What Does This Mean to You?

Have you dusted off your calculator and run the numbers to determine what the Medicare readmission policy could cost your organization? The Agency for Healthcare Research and Quality did and projects that 60 percent of qualifying acute-care facilities—about 2,300 in all—would see their payments reduced between $10,000 and $500,000 based on their current readmission rates.

The research also shows that the average penalty would be approximately 0.30 percent of inpatient payments—or roughly $88,000 per facility. Unfortunately, averages—and the provision itself—do not take into account disproportionate readmission rates at hospitals that serve higher numbers of low-income and indigent patients, a population that is more chronically ill and often can’t, or won’t, follow through with their ongoing care plans. According to a 2010 Thomson Reuters study, a hospital with 250 heart failure patients and a readmission rate 20 percent higher than average would lose $250,000 in Medicare pay.

Unlike other healthcare reform provisions that allow for increased reimbursements for healthcare organizations that demonstrate improved outcomes, the Medicare readmission rules do not reward hospitals for lowering readmission rates, which has some pundits wondering just how effective the program will be.

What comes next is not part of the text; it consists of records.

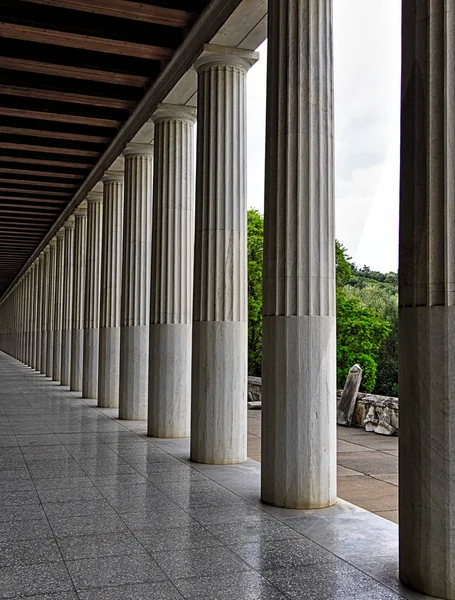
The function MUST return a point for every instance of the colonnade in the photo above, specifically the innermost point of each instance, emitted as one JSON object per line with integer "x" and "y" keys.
{"x": 145, "y": 307}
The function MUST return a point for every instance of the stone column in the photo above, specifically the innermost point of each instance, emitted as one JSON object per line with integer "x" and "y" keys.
{"x": 65, "y": 374}
{"x": 427, "y": 299}
{"x": 51, "y": 307}
{"x": 299, "y": 329}
{"x": 92, "y": 295}
{"x": 172, "y": 273}
{"x": 58, "y": 304}
{"x": 111, "y": 273}
{"x": 220, "y": 329}
{"x": 77, "y": 316}
{"x": 38, "y": 308}
{"x": 135, "y": 305}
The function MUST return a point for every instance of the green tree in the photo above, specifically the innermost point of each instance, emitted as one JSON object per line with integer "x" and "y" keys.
{"x": 255, "y": 259}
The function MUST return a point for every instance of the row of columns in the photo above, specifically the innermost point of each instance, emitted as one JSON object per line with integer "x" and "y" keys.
{"x": 153, "y": 335}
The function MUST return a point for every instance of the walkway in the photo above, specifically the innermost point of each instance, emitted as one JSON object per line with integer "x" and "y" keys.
{"x": 92, "y": 510}
{"x": 367, "y": 466}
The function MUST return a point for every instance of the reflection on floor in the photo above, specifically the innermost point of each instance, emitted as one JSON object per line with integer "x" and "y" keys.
{"x": 92, "y": 509}
{"x": 367, "y": 466}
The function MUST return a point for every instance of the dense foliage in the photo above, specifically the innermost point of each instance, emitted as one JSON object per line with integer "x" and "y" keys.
{"x": 367, "y": 316}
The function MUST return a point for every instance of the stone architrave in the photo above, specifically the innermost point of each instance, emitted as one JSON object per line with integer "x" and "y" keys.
{"x": 111, "y": 274}
{"x": 135, "y": 304}
{"x": 299, "y": 334}
{"x": 172, "y": 273}
{"x": 427, "y": 299}
{"x": 65, "y": 373}
{"x": 220, "y": 329}
{"x": 346, "y": 406}
{"x": 78, "y": 302}
{"x": 92, "y": 295}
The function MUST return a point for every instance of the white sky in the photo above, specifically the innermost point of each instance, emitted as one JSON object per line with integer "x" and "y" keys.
{"x": 367, "y": 129}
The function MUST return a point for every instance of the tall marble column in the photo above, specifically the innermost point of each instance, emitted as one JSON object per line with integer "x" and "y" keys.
{"x": 172, "y": 273}
{"x": 58, "y": 304}
{"x": 38, "y": 308}
{"x": 78, "y": 298}
{"x": 44, "y": 307}
{"x": 111, "y": 273}
{"x": 427, "y": 299}
{"x": 65, "y": 369}
{"x": 135, "y": 305}
{"x": 51, "y": 307}
{"x": 299, "y": 329}
{"x": 220, "y": 329}
{"x": 92, "y": 295}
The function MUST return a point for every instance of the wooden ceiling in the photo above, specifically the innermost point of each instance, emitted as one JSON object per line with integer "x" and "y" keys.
{"x": 71, "y": 73}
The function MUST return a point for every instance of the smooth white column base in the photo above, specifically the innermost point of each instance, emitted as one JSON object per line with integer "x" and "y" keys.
{"x": 50, "y": 353}
{"x": 66, "y": 357}
{"x": 134, "y": 349}
{"x": 219, "y": 381}
{"x": 90, "y": 362}
{"x": 77, "y": 359}
{"x": 109, "y": 367}
{"x": 299, "y": 412}
{"x": 169, "y": 381}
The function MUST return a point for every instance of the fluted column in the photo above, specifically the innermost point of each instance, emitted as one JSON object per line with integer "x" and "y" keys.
{"x": 78, "y": 298}
{"x": 65, "y": 370}
{"x": 135, "y": 305}
{"x": 427, "y": 299}
{"x": 38, "y": 309}
{"x": 219, "y": 346}
{"x": 172, "y": 273}
{"x": 111, "y": 273}
{"x": 44, "y": 307}
{"x": 299, "y": 330}
{"x": 58, "y": 304}
{"x": 92, "y": 295}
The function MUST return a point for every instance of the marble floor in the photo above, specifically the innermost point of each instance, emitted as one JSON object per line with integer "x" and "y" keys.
{"x": 92, "y": 509}
{"x": 367, "y": 466}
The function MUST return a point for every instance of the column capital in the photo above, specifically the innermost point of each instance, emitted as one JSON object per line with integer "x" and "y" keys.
{"x": 215, "y": 56}
{"x": 94, "y": 197}
{"x": 175, "y": 112}
{"x": 69, "y": 223}
{"x": 135, "y": 149}
{"x": 113, "y": 176}
{"x": 81, "y": 210}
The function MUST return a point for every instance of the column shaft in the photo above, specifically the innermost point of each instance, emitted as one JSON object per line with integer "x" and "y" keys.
{"x": 135, "y": 306}
{"x": 299, "y": 329}
{"x": 92, "y": 295}
{"x": 65, "y": 374}
{"x": 58, "y": 310}
{"x": 427, "y": 299}
{"x": 219, "y": 346}
{"x": 78, "y": 301}
{"x": 111, "y": 272}
{"x": 172, "y": 273}
{"x": 44, "y": 308}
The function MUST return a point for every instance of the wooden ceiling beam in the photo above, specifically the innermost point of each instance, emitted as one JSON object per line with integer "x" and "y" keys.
{"x": 45, "y": 161}
{"x": 38, "y": 183}
{"x": 32, "y": 66}
{"x": 83, "y": 42}
{"x": 25, "y": 92}
{"x": 135, "y": 11}
{"x": 52, "y": 116}
{"x": 57, "y": 135}
{"x": 55, "y": 174}
{"x": 48, "y": 149}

But if the potential penalties don’t send a chill up your spine just yet, wait until 2014 when they rise to a three percent risk-adjusted maximum and cover more conditions, including many related to vascular surgeries.

What Can You Do?

There are many actions healthcare organizations can take to improve their readmission rates. Among them, caregivers can improve follow-up procedures to ensure the patient is complying with ongoing care plans, including taking prescribed medications and receiving regular evaluations. Steps should also be taken to facilitate care hand-offs by improving communications with specialists and the patient’s primary care physician.

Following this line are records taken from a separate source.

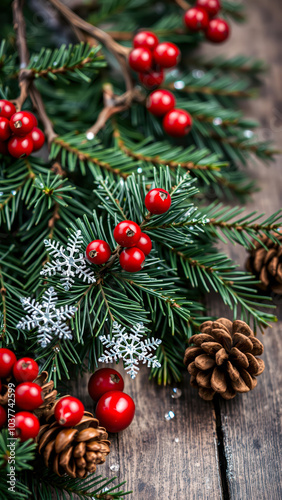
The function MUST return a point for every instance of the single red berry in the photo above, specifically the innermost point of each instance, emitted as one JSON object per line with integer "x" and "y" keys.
{"x": 7, "y": 361}
{"x": 7, "y": 109}
{"x": 217, "y": 31}
{"x": 21, "y": 123}
{"x": 157, "y": 201}
{"x": 132, "y": 259}
{"x": 144, "y": 244}
{"x": 212, "y": 7}
{"x": 140, "y": 60}
{"x": 25, "y": 370}
{"x": 127, "y": 233}
{"x": 104, "y": 380}
{"x": 196, "y": 19}
{"x": 177, "y": 123}
{"x": 152, "y": 79}
{"x": 98, "y": 252}
{"x": 37, "y": 137}
{"x": 160, "y": 102}
{"x": 20, "y": 146}
{"x": 27, "y": 425}
{"x": 5, "y": 130}
{"x": 166, "y": 55}
{"x": 115, "y": 411}
{"x": 69, "y": 411}
{"x": 145, "y": 39}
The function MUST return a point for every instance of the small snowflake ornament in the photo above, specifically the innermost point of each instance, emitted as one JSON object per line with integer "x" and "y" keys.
{"x": 69, "y": 262}
{"x": 130, "y": 348}
{"x": 46, "y": 317}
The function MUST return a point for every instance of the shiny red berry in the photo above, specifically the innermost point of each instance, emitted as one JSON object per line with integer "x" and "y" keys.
{"x": 152, "y": 79}
{"x": 37, "y": 137}
{"x": 28, "y": 396}
{"x": 7, "y": 109}
{"x": 212, "y": 7}
{"x": 145, "y": 39}
{"x": 98, "y": 252}
{"x": 217, "y": 31}
{"x": 69, "y": 411}
{"x": 144, "y": 244}
{"x": 27, "y": 425}
{"x": 127, "y": 233}
{"x": 196, "y": 19}
{"x": 177, "y": 123}
{"x": 166, "y": 55}
{"x": 140, "y": 60}
{"x": 160, "y": 102}
{"x": 20, "y": 146}
{"x": 157, "y": 201}
{"x": 25, "y": 370}
{"x": 115, "y": 411}
{"x": 5, "y": 130}
{"x": 21, "y": 123}
{"x": 132, "y": 259}
{"x": 7, "y": 361}
{"x": 104, "y": 380}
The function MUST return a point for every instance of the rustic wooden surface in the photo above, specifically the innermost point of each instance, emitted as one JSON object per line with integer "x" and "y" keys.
{"x": 226, "y": 450}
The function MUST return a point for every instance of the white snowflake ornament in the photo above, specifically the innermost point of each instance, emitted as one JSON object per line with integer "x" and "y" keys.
{"x": 130, "y": 348}
{"x": 46, "y": 317}
{"x": 70, "y": 261}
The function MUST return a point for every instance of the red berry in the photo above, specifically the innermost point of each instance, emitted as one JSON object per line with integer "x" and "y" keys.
{"x": 160, "y": 102}
{"x": 37, "y": 137}
{"x": 7, "y": 361}
{"x": 157, "y": 201}
{"x": 152, "y": 79}
{"x": 5, "y": 130}
{"x": 21, "y": 123}
{"x": 166, "y": 54}
{"x": 7, "y": 109}
{"x": 127, "y": 233}
{"x": 104, "y": 380}
{"x": 115, "y": 411}
{"x": 145, "y": 39}
{"x": 28, "y": 396}
{"x": 25, "y": 370}
{"x": 144, "y": 244}
{"x": 217, "y": 31}
{"x": 98, "y": 252}
{"x": 212, "y": 7}
{"x": 140, "y": 60}
{"x": 27, "y": 425}
{"x": 69, "y": 411}
{"x": 196, "y": 19}
{"x": 177, "y": 123}
{"x": 132, "y": 259}
{"x": 20, "y": 146}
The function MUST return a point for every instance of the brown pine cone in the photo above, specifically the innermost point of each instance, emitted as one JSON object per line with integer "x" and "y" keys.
{"x": 73, "y": 450}
{"x": 267, "y": 264}
{"x": 223, "y": 359}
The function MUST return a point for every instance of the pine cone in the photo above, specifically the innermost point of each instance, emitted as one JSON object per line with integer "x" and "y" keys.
{"x": 73, "y": 450}
{"x": 223, "y": 359}
{"x": 267, "y": 264}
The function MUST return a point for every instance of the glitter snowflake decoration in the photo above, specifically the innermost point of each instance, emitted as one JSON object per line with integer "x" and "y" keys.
{"x": 70, "y": 261}
{"x": 46, "y": 317}
{"x": 130, "y": 348}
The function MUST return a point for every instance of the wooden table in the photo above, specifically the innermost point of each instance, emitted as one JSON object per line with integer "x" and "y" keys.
{"x": 222, "y": 450}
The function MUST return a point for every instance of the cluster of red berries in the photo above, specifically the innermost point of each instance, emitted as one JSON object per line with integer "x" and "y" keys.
{"x": 202, "y": 18}
{"x": 29, "y": 396}
{"x": 19, "y": 134}
{"x": 115, "y": 409}
{"x": 149, "y": 58}
{"x": 128, "y": 235}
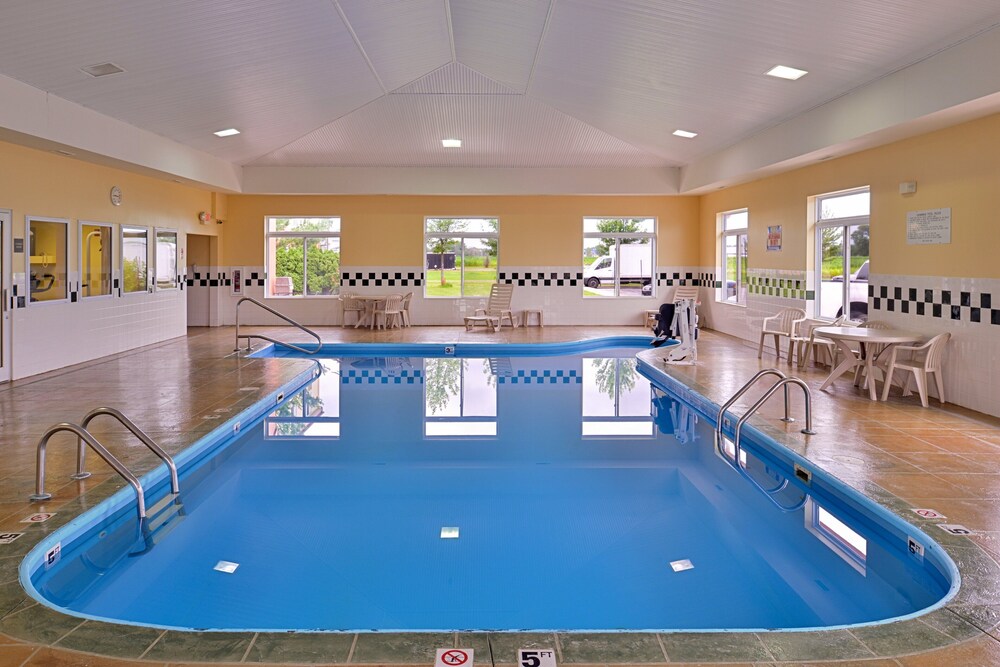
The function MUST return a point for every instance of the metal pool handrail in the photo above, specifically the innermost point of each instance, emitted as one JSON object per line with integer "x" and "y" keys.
{"x": 743, "y": 390}
{"x": 87, "y": 437}
{"x": 137, "y": 432}
{"x": 297, "y": 348}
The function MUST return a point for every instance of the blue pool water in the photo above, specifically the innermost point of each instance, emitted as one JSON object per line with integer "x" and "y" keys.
{"x": 573, "y": 483}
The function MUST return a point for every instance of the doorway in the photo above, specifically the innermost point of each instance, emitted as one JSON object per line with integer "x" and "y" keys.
{"x": 5, "y": 307}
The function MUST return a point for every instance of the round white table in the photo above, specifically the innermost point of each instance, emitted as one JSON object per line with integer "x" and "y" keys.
{"x": 844, "y": 336}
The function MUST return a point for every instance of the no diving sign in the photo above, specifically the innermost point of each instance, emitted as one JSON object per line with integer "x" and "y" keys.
{"x": 453, "y": 657}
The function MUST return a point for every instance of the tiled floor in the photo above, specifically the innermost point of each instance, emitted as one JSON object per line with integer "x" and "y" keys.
{"x": 897, "y": 452}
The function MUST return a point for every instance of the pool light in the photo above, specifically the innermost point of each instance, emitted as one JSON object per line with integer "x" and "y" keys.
{"x": 226, "y": 566}
{"x": 681, "y": 565}
{"x": 785, "y": 72}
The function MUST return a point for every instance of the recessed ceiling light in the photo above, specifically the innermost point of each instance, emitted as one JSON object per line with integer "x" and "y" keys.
{"x": 102, "y": 69}
{"x": 785, "y": 72}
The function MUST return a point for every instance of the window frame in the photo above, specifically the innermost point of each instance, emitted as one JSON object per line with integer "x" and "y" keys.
{"x": 739, "y": 297}
{"x": 28, "y": 219}
{"x": 618, "y": 236}
{"x": 844, "y": 223}
{"x": 111, "y": 255}
{"x": 462, "y": 236}
{"x": 175, "y": 277}
{"x": 121, "y": 258}
{"x": 305, "y": 237}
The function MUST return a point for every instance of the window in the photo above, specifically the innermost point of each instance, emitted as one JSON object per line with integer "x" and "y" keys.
{"x": 618, "y": 258}
{"x": 47, "y": 261}
{"x": 166, "y": 259}
{"x": 461, "y": 256}
{"x": 734, "y": 256}
{"x": 460, "y": 398}
{"x": 95, "y": 259}
{"x": 303, "y": 257}
{"x": 615, "y": 400}
{"x": 842, "y": 249}
{"x": 135, "y": 274}
{"x": 834, "y": 533}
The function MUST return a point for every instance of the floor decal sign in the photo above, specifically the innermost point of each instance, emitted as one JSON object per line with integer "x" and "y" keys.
{"x": 453, "y": 657}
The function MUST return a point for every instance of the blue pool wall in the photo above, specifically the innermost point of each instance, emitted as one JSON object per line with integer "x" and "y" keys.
{"x": 824, "y": 487}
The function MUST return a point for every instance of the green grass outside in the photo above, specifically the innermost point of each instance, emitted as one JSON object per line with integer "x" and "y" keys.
{"x": 477, "y": 283}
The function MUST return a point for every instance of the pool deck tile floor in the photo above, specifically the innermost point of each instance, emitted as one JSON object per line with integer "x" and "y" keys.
{"x": 898, "y": 453}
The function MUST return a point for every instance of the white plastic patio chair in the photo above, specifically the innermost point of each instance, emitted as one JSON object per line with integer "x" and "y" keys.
{"x": 781, "y": 325}
{"x": 406, "y": 308}
{"x": 811, "y": 344}
{"x": 920, "y": 360}
{"x": 391, "y": 313}
{"x": 497, "y": 308}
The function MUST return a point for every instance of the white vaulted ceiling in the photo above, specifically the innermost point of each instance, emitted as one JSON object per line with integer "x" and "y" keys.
{"x": 523, "y": 83}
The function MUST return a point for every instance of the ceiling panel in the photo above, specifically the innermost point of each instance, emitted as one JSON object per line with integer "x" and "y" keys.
{"x": 275, "y": 70}
{"x": 403, "y": 39}
{"x": 499, "y": 39}
{"x": 588, "y": 80}
{"x": 496, "y": 131}
{"x": 640, "y": 69}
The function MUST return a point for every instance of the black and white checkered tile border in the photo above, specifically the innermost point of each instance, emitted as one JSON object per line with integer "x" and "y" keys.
{"x": 788, "y": 288}
{"x": 382, "y": 279}
{"x": 946, "y": 304}
{"x": 542, "y": 377}
{"x": 671, "y": 278}
{"x": 378, "y": 376}
{"x": 540, "y": 278}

These types of activities are often influenced by revised policies such as regular nurse case manager follow-up for the ongoing treatment of acute coronary syndrome, the effective use of Information Technology (IT) solutions that can assist with reconciling medications to avoid dangerous drug interactions and for tracking ongoing patient care through automated workflows. Both healthcare IT and policy change initiatives, amongst others initiatives, are hallmarks of emerging patient-centered care initiatives.

High readmission rates are a thorn that is not easily removed and could possibly cause even more pain. There will always be unpreventable readmissions for certain patients, but the rate of avoidable cases is simply too high in many areas of the country and changes can be made to help reduce such occurrences. The reality is that hospitals that don’t make the proper adjustments today will face significant revenue cycle challenges in the future.